July 16, 2013
BY HIS OWN FORMULATION...:
High tech and the long road to 'full employment' (Robert J. Samuelson, July 14, 2013, Washington Post)
It's usually seen as an engine of growth, but the spread of automated processes and robots has actually acted as a drag on job creation and has kept the unemployment rate high (7.6 percent in June), argue Erik Brynjolfsson and Andrew McAfee of the Massachusetts Institute of Technology. Digital technologies, they contend, have enabled companies to cut costs, increase productivity (i.e., efficiency), improve profits and slash payrolls. They expect more of the same."The MIT academics foresee dismal prospects for many types of jobs as these powerful new technologies are increasingly adopted not only in manufacturing, clerical and retail work but in professions such as law, financial services, education and medicine," wrote David Rotman in an informative story in the MIT Technology Review. A gap has opened between productivity increases and employment growth, goes the theory.

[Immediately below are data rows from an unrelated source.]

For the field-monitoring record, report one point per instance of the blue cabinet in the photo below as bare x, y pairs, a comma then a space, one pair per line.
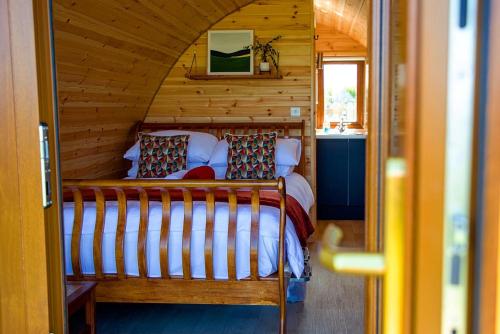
341, 178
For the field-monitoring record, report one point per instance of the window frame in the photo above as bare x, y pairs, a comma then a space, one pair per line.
360, 94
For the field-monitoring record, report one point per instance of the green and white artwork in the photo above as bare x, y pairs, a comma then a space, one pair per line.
228, 52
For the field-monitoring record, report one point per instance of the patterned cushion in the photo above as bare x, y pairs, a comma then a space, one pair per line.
162, 155
251, 157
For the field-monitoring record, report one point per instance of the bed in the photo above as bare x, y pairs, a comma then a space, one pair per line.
190, 241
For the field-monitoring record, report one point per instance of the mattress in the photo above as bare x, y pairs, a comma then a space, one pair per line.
297, 187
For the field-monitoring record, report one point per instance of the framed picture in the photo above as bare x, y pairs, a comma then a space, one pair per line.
228, 53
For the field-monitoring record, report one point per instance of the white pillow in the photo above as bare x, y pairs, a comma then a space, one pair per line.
132, 172
200, 145
281, 170
288, 152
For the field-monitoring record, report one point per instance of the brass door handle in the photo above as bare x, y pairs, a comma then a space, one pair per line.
357, 263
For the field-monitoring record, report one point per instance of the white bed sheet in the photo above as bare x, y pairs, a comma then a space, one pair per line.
297, 187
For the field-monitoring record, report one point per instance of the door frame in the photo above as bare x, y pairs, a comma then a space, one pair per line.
47, 88
33, 291
424, 102
486, 293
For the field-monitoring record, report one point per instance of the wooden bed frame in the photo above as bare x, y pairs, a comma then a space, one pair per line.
120, 287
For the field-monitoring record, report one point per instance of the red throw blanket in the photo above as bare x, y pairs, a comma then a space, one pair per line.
294, 211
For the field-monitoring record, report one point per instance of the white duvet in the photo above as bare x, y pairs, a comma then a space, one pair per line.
296, 186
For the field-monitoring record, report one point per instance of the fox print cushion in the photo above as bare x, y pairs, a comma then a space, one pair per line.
251, 156
162, 155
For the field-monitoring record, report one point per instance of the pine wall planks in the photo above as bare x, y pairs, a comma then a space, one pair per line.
111, 57
182, 100
333, 43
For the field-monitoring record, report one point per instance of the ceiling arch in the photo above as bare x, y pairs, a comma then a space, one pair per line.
349, 17
111, 57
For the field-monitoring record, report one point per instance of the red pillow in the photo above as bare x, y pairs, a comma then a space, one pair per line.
200, 173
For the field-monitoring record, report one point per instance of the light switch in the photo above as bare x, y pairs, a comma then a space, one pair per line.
295, 111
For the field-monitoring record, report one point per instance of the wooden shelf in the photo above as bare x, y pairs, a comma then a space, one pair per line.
235, 77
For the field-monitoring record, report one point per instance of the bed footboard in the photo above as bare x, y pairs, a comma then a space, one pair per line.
184, 289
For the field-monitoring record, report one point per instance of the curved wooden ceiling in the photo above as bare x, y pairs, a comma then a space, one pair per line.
349, 17
112, 56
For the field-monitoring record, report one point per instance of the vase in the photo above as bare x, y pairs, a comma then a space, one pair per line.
264, 67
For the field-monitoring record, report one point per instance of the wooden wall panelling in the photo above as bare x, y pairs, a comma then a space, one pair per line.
182, 100
349, 17
111, 58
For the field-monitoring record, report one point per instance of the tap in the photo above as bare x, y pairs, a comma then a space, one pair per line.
342, 124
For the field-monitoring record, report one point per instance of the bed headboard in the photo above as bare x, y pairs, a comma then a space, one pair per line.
284, 129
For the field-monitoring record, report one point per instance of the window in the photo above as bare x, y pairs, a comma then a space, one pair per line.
341, 94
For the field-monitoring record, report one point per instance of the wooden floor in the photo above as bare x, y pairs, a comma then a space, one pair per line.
334, 304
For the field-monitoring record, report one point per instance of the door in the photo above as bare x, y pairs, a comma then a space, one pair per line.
423, 141
31, 280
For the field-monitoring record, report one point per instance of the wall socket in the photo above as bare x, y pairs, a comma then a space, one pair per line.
295, 111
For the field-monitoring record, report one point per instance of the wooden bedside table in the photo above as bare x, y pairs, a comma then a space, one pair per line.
81, 295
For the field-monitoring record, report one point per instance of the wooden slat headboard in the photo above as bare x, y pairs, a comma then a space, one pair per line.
284, 129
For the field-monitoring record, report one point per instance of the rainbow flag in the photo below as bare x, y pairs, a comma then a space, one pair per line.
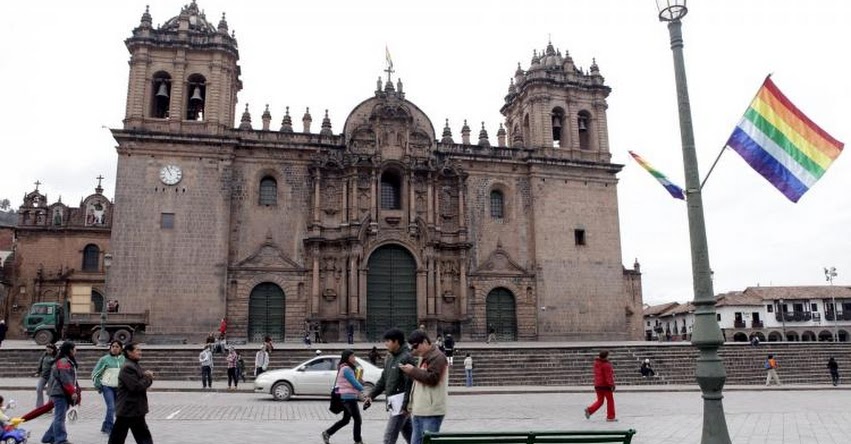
777, 140
675, 191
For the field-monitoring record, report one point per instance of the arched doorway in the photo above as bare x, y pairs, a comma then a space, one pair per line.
266, 311
502, 314
391, 288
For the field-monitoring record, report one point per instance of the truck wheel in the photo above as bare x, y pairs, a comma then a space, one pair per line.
122, 335
43, 337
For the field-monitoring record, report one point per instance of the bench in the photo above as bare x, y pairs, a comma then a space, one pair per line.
549, 437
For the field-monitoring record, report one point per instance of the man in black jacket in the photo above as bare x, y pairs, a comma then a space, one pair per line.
394, 383
132, 400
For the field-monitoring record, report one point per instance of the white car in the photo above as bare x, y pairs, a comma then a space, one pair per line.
314, 377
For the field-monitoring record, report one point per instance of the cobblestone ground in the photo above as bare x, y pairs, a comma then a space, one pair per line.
803, 417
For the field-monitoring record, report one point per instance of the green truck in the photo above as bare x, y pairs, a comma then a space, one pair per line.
44, 319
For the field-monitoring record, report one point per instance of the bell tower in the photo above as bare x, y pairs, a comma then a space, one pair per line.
183, 75
557, 107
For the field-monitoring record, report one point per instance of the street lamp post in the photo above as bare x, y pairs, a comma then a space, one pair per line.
103, 335
829, 274
707, 337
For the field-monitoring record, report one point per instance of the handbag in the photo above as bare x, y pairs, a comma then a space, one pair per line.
336, 405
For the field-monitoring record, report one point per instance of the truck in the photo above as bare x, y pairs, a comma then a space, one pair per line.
43, 318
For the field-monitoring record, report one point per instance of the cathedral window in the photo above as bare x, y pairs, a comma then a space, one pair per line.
268, 191
161, 98
583, 123
197, 90
391, 192
91, 257
497, 204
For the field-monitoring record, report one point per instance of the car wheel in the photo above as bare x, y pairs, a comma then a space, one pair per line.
122, 335
43, 337
282, 391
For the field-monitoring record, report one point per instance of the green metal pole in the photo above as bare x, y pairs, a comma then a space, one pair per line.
707, 334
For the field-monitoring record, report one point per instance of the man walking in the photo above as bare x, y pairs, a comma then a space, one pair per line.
771, 370
427, 402
396, 385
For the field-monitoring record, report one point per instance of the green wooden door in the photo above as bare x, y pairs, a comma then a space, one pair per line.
391, 287
266, 312
502, 314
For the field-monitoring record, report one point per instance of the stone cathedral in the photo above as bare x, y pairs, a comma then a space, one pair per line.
385, 222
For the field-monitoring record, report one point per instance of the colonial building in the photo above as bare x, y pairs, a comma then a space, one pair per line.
58, 254
384, 222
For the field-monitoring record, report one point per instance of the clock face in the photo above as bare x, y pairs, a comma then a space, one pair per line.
171, 174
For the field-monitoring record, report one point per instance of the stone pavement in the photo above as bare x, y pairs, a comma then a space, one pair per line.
753, 416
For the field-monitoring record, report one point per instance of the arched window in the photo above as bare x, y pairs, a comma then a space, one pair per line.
583, 123
558, 123
161, 95
91, 257
391, 192
197, 90
497, 204
268, 191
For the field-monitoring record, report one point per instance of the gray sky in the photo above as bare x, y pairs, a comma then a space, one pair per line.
64, 74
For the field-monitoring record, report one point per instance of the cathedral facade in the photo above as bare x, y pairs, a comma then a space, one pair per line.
386, 222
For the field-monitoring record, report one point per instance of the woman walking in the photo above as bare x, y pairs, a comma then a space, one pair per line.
105, 379
43, 373
232, 368
132, 399
350, 389
604, 385
63, 391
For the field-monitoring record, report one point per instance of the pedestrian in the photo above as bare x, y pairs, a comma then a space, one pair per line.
771, 370
491, 335
105, 380
132, 400
449, 347
349, 388
43, 373
427, 402
205, 358
232, 369
240, 366
834, 371
395, 385
468, 369
63, 391
267, 341
646, 370
373, 355
604, 385
261, 361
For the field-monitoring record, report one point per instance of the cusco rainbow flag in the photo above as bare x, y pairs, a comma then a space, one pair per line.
777, 140
675, 191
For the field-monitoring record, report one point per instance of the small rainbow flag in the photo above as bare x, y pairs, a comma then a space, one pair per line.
675, 191
782, 144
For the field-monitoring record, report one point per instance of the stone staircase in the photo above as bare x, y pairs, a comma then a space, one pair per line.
538, 364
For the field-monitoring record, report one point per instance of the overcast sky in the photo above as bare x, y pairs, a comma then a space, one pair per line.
63, 72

If it persists, it would confound economic history. [...]It's a stretch to see digital technologies as a major source of today's unemployment. In the recession, the economy lost 8.7 million jobs. Most were non-digital, concentrated in construction, finance, retailing and manufacturing. What seems less dubious is that, in a permanently sluggish economy, firms might favor digital investments that shave costs and sustain profits. McAfee envisions warehouses maintained by robots, trucks driven by computers and automated language translations. The digital revolution could stymie job growth.
...the alternative is hiring that adds costs and reduces profits. Which is all we need to know about the future of jobs.